I couldn't breathe. I grabbed for Edward when I screamed from my nightmare. I squinted in the dark. He was no where to be found. I heard Charlie run from his room and knock on my door. I put my hand through my hair. Where was he?

"Bells? You alright in there?" The worry emanated from his voice.

"Uh..yea, Dad." I went to the door and peered out. "Just a nightmare."

Relief consumed him. "You scared the crap out of me. As usual."

"Yea, well, I'm alright now."

"Get some sleep. You've got school in a few hours."

"I will. Thanks." I shut the door and ran to the dresser to grab my cell phone.

"Looking for me…"

I jumped. He was always startling someone. My phone landed back on the dresser.

"Where'd you go?" I eyed him suspiciously. He looked as if he were guilty of something.

"I needed to go.. You were having nightmares. I was hurting you in them."

I lowered my eyes. Indeed, I had been having horrific nightmares of him killing me, or leaving again, or leaving to be with someone else..
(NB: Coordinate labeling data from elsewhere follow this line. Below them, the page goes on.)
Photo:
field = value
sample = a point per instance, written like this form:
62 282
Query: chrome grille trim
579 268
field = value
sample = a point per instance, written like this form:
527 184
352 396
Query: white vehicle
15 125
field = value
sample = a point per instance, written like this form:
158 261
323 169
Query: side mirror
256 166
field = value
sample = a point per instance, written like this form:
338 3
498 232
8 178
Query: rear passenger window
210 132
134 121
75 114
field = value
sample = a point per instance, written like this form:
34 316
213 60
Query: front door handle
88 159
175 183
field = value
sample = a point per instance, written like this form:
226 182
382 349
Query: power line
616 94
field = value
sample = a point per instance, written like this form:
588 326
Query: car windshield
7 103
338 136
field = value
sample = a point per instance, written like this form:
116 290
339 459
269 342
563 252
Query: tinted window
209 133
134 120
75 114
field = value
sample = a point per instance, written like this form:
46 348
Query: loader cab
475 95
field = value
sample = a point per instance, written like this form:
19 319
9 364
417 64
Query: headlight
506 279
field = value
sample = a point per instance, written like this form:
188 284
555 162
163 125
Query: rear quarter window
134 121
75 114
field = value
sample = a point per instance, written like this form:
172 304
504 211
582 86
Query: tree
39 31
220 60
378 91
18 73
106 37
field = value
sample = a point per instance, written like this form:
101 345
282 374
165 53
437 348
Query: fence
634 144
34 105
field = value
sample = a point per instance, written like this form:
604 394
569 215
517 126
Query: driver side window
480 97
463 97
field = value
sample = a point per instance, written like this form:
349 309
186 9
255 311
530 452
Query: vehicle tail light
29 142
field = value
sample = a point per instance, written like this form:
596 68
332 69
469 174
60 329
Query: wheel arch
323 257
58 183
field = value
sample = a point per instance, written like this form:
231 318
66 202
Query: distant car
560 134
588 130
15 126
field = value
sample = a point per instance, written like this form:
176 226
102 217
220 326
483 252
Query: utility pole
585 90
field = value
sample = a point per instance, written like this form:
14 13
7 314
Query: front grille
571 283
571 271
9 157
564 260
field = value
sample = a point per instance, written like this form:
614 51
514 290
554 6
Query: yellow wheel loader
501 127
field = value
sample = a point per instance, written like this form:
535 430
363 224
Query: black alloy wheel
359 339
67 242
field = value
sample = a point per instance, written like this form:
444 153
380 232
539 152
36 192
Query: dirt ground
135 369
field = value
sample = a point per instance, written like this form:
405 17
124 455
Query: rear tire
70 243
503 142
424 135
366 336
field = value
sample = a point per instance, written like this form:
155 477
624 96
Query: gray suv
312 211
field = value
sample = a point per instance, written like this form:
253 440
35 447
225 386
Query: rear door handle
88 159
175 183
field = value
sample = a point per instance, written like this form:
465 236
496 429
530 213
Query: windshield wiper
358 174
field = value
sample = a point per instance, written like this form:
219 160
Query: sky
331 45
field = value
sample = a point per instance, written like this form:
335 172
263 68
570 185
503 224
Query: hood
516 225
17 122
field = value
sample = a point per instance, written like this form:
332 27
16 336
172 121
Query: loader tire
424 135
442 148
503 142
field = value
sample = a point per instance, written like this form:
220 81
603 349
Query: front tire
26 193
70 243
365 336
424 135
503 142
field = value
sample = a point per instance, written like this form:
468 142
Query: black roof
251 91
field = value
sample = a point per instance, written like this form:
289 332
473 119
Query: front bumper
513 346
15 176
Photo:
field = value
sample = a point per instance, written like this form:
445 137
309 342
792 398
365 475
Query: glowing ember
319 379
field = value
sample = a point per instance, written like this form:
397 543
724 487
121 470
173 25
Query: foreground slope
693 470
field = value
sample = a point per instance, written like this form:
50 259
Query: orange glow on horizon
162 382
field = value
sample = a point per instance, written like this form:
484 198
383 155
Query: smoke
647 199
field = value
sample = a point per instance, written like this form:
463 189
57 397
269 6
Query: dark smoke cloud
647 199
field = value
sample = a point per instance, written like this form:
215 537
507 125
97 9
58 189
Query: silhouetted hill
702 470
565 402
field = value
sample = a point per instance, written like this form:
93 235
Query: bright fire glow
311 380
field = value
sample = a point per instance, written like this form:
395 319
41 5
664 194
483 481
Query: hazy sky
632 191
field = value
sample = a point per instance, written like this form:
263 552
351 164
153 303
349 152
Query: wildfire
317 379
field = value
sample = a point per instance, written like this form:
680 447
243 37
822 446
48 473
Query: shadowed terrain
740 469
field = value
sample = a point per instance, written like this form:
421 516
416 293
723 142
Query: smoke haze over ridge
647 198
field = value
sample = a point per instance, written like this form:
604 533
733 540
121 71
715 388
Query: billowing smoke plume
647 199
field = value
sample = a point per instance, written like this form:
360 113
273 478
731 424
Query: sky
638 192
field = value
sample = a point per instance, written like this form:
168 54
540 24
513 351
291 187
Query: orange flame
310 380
"I take it I was talking in my sleep again."

His face fell, "We need to talk."

"Don't. Not now. Don't do this now. I know what you are going to say." My voice rose a few octaves in hysteria. "After school. Just for now..hold me."

The stupid tears were about to erupt again. I felt suffocated. Was I even breathing? My legs went weak and I swayed. He was going to leave me. I wasn't good enough for him. Just clumsy. Clumsy Bella. I felt like I was floating. His concerned face was fading away into the night, just like in my dream. I lost the fight against the darkness and fainted.